Bernard Petit, le nouveau directeur de la PJ, a récemment déposé sa démission. Il n’a pas vraiment eu le choix, étant donné son inculpation pour « révélation d’informations sur une instruction dans le but d’entraver le déroulement des investigations ou la manifestation de la vérité ». Il s’agit ici, encore une fois, d’avoir averti et communiqué des renseignements à des hommes puissants au sujet de procédures judiciaires les concernant. Bernard Petit sera remplacé par Christian Sainte, présentement en poste à la PJ de Marseille.

Selon le professeur de criminologie Maurice Punch, on peut séparer la déviance policière en quatre catégories : la corruption, la prédation, la stratégie et le détournement de la justice. La corruption renvoie au fait de rendre un service en échange d’un cadeau. La prédation est reliée à l’exploitation d’une personne ou d’une organisation. La stratégie signifie que les policiers se servent de leur pouvoir pour servir leurs intérêts policiers. Enfin, le détournement de la justice revient à masquer, dissimuler des crimes.

Selon la typologie de Punch, Lorsque Christian Flaesch a averti Hortefeux qu’on le convoquerait dans le cadre d’une enquête sur le financement, il a fait preuve de mauvaise conduite. En communiquant ce renseignement, il a effectivement désobéi aux règles internes de l’organisation policière. Quant au scandale du viol de la touriste canadienne, il s’agit de criminalité policière, c’est-à-dire que les fautifs ont utilisé leur position d’autorité pour abuser d’une femme dans leurs locaux, un lieu qui leur est familier. Dans le cas de la cocaïne subtilisée par un agent des stupéfiants, il s’agit de ce que Punch appelle du vol (garder ce qui a été saisi lors d’une fouille). Étant donné la valeur estimée de la marchandise – deux millions d’euros – et le statut de l’accusé (brigadier des stupéfiants), on pourrait aussi qualifier cet événement de criminalité policière. Effectivement, Jonathan G. s’est servi de son poste dans l’escouade anti-drogue afin de voler les 52 kilogrammes de cocaïne, sans aucune prudence apparente. Bref, les principaux types de corruption selon Punch sont observables à la PJ.

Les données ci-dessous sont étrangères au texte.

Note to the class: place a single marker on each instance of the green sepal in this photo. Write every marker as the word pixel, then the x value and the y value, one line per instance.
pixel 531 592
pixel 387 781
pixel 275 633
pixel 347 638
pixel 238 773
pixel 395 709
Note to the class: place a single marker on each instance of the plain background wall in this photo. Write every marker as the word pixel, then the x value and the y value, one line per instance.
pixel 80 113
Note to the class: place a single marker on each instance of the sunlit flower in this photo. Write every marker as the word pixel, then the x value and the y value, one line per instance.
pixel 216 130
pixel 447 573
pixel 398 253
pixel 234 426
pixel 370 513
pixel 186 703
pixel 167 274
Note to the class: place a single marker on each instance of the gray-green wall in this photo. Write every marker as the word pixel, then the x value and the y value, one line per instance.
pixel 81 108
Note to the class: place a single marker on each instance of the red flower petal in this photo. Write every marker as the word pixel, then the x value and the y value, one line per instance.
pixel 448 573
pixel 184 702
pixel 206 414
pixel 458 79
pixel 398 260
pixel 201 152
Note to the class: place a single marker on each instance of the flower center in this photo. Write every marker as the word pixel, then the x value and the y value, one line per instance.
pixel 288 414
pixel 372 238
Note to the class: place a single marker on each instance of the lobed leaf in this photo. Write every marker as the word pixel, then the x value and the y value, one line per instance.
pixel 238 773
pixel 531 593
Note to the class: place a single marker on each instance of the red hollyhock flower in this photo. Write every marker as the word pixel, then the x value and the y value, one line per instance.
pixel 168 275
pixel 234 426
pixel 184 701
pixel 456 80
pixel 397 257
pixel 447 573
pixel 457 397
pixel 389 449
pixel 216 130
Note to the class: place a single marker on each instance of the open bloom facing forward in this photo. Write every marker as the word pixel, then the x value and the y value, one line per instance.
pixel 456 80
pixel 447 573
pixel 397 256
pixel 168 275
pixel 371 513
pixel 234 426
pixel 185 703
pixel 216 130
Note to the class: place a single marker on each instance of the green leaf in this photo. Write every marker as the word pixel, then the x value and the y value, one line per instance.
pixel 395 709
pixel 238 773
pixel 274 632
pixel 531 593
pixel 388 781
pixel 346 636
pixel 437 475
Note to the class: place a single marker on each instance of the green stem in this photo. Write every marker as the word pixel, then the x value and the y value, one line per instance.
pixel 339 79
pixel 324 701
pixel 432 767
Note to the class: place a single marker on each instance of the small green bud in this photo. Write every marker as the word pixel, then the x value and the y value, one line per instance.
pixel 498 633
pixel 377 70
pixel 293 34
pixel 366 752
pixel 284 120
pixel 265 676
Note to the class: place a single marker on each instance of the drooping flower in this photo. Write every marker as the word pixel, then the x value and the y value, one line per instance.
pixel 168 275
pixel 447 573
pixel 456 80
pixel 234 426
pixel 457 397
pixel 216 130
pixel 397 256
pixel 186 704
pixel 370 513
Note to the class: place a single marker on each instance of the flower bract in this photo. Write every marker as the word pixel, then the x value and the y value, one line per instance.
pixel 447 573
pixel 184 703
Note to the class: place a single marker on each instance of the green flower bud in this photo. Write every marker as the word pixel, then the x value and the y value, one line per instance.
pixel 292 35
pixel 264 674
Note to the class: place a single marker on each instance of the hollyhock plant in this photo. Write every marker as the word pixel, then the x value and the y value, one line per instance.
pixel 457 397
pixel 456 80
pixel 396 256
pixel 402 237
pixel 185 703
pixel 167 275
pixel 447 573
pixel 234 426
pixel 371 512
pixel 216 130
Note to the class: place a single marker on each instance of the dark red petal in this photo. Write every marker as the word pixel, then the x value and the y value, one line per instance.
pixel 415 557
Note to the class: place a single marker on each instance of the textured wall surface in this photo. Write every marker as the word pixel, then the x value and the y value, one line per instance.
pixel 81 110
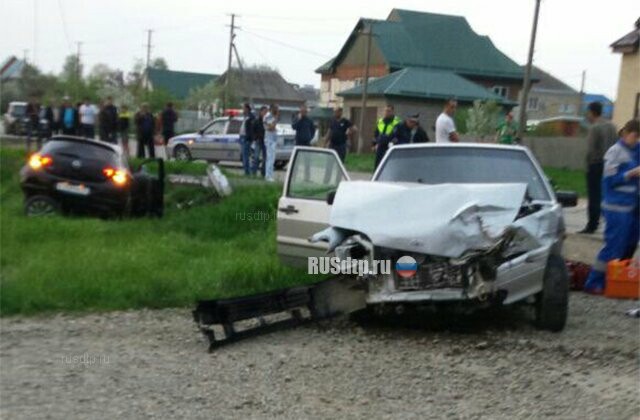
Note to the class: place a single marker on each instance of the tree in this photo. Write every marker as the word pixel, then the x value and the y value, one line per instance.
pixel 159 63
pixel 71 69
pixel 103 75
pixel 206 99
pixel 482 118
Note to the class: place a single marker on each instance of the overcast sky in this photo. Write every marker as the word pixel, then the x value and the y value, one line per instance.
pixel 298 36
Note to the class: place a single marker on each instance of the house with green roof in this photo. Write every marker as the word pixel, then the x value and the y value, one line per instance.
pixel 417 61
pixel 177 83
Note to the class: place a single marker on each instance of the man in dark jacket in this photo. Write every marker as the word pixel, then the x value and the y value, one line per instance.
pixel 68 118
pixel 33 122
pixel 109 122
pixel 145 128
pixel 409 132
pixel 168 119
pixel 259 148
pixel 305 128
pixel 246 137
pixel 600 137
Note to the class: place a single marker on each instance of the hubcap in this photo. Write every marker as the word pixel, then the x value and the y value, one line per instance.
pixel 40 208
pixel 182 154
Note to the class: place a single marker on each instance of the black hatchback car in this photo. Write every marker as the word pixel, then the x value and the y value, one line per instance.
pixel 78 175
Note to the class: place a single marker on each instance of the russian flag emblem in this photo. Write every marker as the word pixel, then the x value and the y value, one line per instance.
pixel 406 266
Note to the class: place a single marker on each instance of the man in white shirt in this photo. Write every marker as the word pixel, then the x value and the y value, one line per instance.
pixel 270 140
pixel 88 113
pixel 445 126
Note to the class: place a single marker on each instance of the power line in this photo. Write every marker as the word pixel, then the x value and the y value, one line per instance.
pixel 149 33
pixel 232 36
pixel 64 24
pixel 293 47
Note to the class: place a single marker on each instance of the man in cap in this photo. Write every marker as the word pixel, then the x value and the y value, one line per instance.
pixel 409 131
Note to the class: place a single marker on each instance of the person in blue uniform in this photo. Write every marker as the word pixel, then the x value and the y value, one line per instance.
pixel 620 204
pixel 340 132
pixel 383 132
pixel 409 131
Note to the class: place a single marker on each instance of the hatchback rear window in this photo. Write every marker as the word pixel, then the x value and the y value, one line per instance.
pixel 83 150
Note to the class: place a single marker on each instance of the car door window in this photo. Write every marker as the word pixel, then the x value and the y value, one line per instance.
pixel 314 174
pixel 234 127
pixel 215 129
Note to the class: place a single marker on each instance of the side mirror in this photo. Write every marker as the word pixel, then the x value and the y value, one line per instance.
pixel 567 198
pixel 330 197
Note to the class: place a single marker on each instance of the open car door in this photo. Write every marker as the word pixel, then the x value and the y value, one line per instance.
pixel 303 209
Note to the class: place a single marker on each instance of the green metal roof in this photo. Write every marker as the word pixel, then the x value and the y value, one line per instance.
pixel 178 83
pixel 422 83
pixel 417 39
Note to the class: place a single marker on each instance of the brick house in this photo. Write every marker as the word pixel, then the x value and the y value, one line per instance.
pixel 427 47
pixel 628 99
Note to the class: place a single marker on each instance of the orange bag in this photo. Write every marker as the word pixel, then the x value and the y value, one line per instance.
pixel 623 279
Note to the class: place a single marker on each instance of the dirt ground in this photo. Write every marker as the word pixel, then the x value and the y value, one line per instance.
pixel 488 365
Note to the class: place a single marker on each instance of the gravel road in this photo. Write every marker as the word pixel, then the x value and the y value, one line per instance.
pixel 154 364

La cause de la démission de Bernard Petit du poste de directeur de la PJ de Paris jette un immense discrédit sur tous les hauts gradés de la police française. Cet événement implique plusieurs figures importantes, comme le créateur du GIGN (Groupe d’Intervention de la Gendarmerie Nationale) et le président de l’ANAS (Association Nationale d’Action Sociale des personnels de la police nationale). Petit, voulant protéger ses intérêts et ceux de ses collaborateurs, les a avisés de l’enquête en cours (blanchiment de fraude, trafic d’influence) et a divulgué des informations relevant du secret judiciaire. On peut donc ajouter ici le détournement de la justice et de protection d’activités illégales.